To a specific question on the cost per aircraft in the deal in Rajya Sabha on Monday, defence minister Nirmala Sitharaman in a written reply said, “As per ‘Article-10’ of the Inter-Governmental Agreement (IGA) between Government of India and Government of France on the purchase of Rafale aircraft, the protection of the classified information and material exchanged under IGA is governed by the provisions of the Security Agreement signed between the two nations in 2008.”
But junior minister for defence Subhash Bhamre, in a written reply to a question in Lok Sabha on November 18, 2016, had stated, “IGA with the Government of France has been signed on September 23, 2016, for purchase of 36 Rafale aircraft along with requisite equipment, services and weapons. The cost of each Rafale aircraft is approximately Rs 670 crore and all the aircraft will be delivered by April 2022.”

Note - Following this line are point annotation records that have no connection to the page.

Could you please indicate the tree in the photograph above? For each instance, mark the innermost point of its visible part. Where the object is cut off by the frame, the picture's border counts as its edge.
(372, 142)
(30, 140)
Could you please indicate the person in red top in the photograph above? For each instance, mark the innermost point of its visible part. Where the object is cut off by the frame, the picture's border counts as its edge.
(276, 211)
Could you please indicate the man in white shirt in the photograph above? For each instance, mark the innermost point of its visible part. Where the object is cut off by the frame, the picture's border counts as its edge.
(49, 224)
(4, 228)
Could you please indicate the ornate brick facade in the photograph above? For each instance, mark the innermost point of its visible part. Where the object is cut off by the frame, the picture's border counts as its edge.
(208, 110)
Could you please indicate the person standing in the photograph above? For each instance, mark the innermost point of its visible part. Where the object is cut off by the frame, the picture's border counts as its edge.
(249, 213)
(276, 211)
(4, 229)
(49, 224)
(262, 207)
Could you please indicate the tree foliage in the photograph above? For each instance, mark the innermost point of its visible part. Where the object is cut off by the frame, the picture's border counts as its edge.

Though each jet may come for Rs 670 crore, the per unit cost zooms to almost Rs 1,640 crore if the overall deal is taken into account, which includes a deadly weapons package, all spares and costs for 75% fleet availability and performance-based logistics support for five years, among other things, as reported by TOI earlier.
The Congress has alleged since late last year that the “non-transparent” deal was vastly overpriced and violated defence procurement procedures, while also favouring the Anil Ambani-promoted Reliance Defence.

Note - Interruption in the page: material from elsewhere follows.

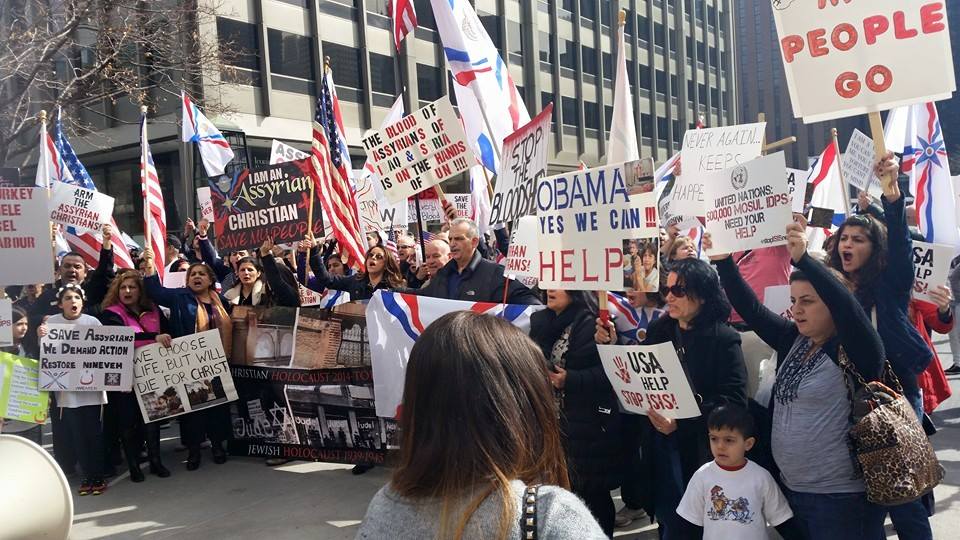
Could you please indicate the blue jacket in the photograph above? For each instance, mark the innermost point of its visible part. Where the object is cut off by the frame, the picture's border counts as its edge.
(182, 303)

Reliance Defence has tied up with Rafale-manufacturer Dassault Aviation for a joint venture in India to execute the 50% offsets mandated under the mega fighter contract. Both the government and Reliance have strongly denied the allegations.
Sitharaman in Parliament has stated that her government ensured “a better price” for the jets as compared to the 126-fighter project that was being negotiated by the previous UPA regime. But she also admitted the two deals “cannot be directly compared” because the “deliverables” are significantly different in them.
Under the MMRCA (medium multi-role combat aircraft) project which was being negotiated by the UPA, 18 Rafales were to come in flyaway condition, with the rest 108 being licensed produced in India with transfer of technology (ToT).
But the negotiations remained hopelessly deadlocked, leading the NDA government to finally scrap the entire process in June 2015. The government subsequently went in for direct acquisition of 36 Rafales, without any transfer of technology, to meet the “critical operational necessity” of the IAF, which was down to just 33 fighter squadrons when at least 42 are required to take on the “collusive threat” from China and Pakistan.